A simple yet effective gadget that reflected light helped this farmer to prevent birds from damaging his fruit.
On Mr. Manie van Zyl’s farm Plaatkop the birds used to pick off the apricot flowers and eat the fruit every year. Traditional scarecrows, like the boom canon or die doll with the hat on, just didn’t work.
Manie noticed that the birds were sensitive to light flashes and a few years ago he started experimenting to get the whole spectrum of rainbow colours in. First he made a prism of Perspex, which he filled with water. He got the colours when the sun shone on it, but there were several problems with making it watertight and getting the angle right.
Then he got the idea to make something that turned or spinned, but for this he needed a battery and electrical motor. So he designed a device that spins in the wind and it works brilliantly. He bolted three arms to an old electric polisher’s spinning disc and on each arm, a stainless steel bowl. Each bowl has a diameter of 16 cm and serves to catch the wind.

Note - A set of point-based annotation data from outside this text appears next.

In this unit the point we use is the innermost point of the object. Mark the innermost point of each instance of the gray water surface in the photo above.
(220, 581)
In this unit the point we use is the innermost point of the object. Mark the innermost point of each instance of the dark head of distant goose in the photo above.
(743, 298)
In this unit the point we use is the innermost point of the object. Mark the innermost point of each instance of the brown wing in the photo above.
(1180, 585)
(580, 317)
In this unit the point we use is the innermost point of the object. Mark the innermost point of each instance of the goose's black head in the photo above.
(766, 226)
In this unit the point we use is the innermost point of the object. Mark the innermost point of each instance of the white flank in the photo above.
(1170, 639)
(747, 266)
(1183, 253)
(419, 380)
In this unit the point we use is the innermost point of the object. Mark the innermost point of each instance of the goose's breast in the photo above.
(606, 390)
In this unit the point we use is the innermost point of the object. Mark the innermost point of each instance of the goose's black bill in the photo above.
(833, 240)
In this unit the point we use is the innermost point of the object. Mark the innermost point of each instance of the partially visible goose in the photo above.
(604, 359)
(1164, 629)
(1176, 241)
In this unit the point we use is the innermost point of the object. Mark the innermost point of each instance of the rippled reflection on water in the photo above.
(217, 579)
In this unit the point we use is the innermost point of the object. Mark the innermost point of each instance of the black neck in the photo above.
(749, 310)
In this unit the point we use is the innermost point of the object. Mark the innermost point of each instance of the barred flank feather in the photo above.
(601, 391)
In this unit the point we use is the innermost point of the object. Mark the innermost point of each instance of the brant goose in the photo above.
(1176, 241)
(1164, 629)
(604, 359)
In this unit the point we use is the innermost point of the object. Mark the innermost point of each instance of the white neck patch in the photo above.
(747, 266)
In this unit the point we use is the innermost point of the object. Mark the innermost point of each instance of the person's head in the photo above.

The disc with the bowls was attached to the top of a pole and a light breeze causes it to spin.

Then he realised that a CD has all the colours of the rainbow when it spins around in the sun. The CD’s were attached to the back of the bowls and it worked like a charm.
The cost of the entire device was about ZMK16 for the three bowls. The other parts were found amongst the scrap iron on the farm. Manie says one needs two of these devices – one on the eastern side and one on the western side of an orchard.